Fortunately, his former boss gave him three months’ advance notice and severance package of three-months’ pay. However, the job market was riddled with firms in the midst of layoffs and hiring freezes. After receiving a rejection letter from a Boston software company, Xu crossed another name off his list of potential employers. He had 50 days left in Silicon Valley.
“I tried my best,” Xu said. He had been willing to compromise on salary, company size and location, but jobs remained very hard to find.
Most Chinese who return home from the U.S. are in the same boat as Xu. They don’t leave because they want to, but because they have to. They no longer have work visas.
No longer open
Xin Yu still remembers the road trip he and his classmates made across the U.S. just after they graduated. Carrying all their belongings and a cat, they drove for three days and two nights, covering roughly 4,000 kilometers (2,485 miles) from their school in the east to Silicon Valley.
Finding a job wasn’t easy for Xin, but he eventually got a job at a startup at the University of Berkeley. However, he knew more hardships were waiting. “After the hardship of finding a job was over, there was still the hardship of getting an H1B visa,” he said.
Without that visa, Xin’s American dream would end with a return ticket to China.
The H1B is the visa most commonly obtained by tech workers. There are a limited number, so they are issued through a lottery. The probability of winning varies according to different majors. But before President Trump took office, as long as a foreigner had studied science, technology, engineering or mathematics — the STEM fields — they could usually get a job and an H1B visa.
After Xin graduated, he took three shots at the lottery and lost every one. So he ended up leaving. “It is not easy to settle in a foreign country. One should just fight for what can be achieved through hard work, and let go of what they cannot control,” he said.
On Oct. 7, Xin got a message that made him grateful he had returned to China. According to the latest regulations, the application threshold for the H1B visa had been raised, with tighter requirements on things such as salary and professional experience. Ken Cuccinelli, the acting director of U.S. Citizenship and Immigration Services, said that one-third of applicants would be rejected under the new regulations.
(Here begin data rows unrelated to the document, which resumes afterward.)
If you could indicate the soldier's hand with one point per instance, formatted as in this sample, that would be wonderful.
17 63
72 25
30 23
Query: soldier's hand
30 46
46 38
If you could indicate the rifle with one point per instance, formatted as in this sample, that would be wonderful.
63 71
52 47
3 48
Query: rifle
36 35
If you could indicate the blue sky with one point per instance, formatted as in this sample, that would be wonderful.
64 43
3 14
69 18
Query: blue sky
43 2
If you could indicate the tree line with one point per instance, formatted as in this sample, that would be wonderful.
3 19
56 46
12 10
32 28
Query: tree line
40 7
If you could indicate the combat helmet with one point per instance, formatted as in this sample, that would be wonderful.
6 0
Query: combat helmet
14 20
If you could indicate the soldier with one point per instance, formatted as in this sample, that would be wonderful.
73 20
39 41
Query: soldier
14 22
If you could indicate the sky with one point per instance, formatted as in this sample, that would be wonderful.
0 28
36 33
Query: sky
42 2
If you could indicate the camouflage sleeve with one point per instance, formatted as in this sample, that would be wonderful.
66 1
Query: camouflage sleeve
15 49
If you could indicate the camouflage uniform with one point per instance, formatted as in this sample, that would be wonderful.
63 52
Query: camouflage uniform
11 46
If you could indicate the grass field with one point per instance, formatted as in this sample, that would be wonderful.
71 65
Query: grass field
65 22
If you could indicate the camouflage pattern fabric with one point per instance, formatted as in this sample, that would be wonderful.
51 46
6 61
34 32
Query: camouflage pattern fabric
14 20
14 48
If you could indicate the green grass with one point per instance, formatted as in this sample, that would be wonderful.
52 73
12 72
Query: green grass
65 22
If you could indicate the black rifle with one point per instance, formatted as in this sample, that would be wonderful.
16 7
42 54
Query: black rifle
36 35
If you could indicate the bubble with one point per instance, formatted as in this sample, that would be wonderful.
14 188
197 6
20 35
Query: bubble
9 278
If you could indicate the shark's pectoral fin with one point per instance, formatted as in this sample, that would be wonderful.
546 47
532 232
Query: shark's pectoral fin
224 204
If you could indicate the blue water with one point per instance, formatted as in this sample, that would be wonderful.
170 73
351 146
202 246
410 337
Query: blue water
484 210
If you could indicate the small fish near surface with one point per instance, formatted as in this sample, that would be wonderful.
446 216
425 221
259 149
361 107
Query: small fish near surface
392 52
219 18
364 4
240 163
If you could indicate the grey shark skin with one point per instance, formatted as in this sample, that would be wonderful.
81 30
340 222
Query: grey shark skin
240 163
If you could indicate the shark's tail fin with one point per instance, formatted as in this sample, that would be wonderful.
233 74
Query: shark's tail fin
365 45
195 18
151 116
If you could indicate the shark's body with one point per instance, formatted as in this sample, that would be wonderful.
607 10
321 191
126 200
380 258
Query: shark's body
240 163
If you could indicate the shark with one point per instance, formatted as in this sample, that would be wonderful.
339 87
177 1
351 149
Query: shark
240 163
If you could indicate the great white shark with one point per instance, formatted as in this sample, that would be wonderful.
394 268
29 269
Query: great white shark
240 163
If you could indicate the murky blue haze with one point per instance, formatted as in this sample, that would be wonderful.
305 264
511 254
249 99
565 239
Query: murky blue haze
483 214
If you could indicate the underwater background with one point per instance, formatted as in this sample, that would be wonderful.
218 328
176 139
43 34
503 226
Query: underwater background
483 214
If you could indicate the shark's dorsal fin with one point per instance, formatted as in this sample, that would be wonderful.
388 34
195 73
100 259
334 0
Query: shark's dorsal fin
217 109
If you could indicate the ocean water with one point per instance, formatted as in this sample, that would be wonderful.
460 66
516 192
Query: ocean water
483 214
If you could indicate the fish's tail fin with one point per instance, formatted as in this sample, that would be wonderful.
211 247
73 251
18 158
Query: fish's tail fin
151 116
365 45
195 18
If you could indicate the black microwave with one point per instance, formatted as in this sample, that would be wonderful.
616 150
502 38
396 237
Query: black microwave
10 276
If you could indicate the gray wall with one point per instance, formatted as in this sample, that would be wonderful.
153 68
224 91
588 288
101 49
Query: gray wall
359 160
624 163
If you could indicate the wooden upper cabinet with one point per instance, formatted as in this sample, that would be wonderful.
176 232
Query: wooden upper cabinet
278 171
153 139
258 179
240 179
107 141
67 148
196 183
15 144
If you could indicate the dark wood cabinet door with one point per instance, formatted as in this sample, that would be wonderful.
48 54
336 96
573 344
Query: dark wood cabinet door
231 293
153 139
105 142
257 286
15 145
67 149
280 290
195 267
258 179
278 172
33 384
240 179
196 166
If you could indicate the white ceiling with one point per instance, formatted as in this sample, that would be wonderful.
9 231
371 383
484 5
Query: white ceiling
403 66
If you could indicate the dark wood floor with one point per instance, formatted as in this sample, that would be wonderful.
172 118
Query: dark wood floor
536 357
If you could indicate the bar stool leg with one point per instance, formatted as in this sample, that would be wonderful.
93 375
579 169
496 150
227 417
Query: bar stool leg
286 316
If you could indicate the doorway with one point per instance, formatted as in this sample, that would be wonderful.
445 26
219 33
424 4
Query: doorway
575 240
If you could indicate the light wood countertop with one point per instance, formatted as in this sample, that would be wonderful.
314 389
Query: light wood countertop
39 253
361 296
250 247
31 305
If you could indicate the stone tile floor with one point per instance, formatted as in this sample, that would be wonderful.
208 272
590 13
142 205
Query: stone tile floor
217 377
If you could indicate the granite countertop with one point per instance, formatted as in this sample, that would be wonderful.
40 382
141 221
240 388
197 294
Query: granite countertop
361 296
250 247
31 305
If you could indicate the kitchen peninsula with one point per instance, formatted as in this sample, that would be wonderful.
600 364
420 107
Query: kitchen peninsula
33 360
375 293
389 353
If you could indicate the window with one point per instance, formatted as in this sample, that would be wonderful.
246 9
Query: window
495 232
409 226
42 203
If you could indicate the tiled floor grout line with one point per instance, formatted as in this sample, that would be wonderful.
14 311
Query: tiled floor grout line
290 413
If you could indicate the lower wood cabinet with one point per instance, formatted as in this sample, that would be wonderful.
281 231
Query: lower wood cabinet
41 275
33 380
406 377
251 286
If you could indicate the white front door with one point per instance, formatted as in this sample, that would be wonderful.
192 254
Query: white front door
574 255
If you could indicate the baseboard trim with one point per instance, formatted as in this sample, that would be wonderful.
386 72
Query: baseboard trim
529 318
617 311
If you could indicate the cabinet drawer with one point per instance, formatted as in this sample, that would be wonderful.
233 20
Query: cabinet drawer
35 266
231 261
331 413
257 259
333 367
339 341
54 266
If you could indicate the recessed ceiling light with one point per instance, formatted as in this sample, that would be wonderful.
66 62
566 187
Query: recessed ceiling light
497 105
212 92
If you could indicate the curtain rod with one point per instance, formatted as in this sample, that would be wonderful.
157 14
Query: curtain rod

“The increased requirements for H1B applications signify the hostility that this country of immigrants now has toward ordinary immigrants,” said Xin, who believes that it will grow increasingly difficult for foreigners to settle in America.
“So, Shenzhen, a rapidly growing city, is more suitable for young people like us,” he said.
Foiled by policy and the pandemic
After a tech professional surnamed Sun left the U.S. for China, his roommate told him about the trouble his former landlord was having renting his apartment. His roommate said the landlord lowered the rent from $1,300 to $1,000 a month, but still no one came to see it.
In one of his WeChat groups, Sun sees messages nearly daily from people looking for someone to take over their apartment leases because they are returning to China.
A few months ago, Sun just wanted to return to China for the Lunar New Year. He couldn’t have imagined the trouble he was about to go through. After the spending the holiday in quarantine-like conditions in China, he was ready to return to the U.S. But just as he was about to leave, the U.S. cut off travel from China. So Sun instead went to Germany, hoping to then travel on to the U.S. However, he first had to go through a two-week quarantine. During this time, the pandemic worsened, and the U.S. suspended flights from Europe. Sun had no choice but to return home.
Eight months have since passed. Under U.S. policy, Sun cannot return. Fortunately, his employer allows him to work remotely. Still, he worries that he might be the target of any future layoffs.
This translation has been edited for length and clarity.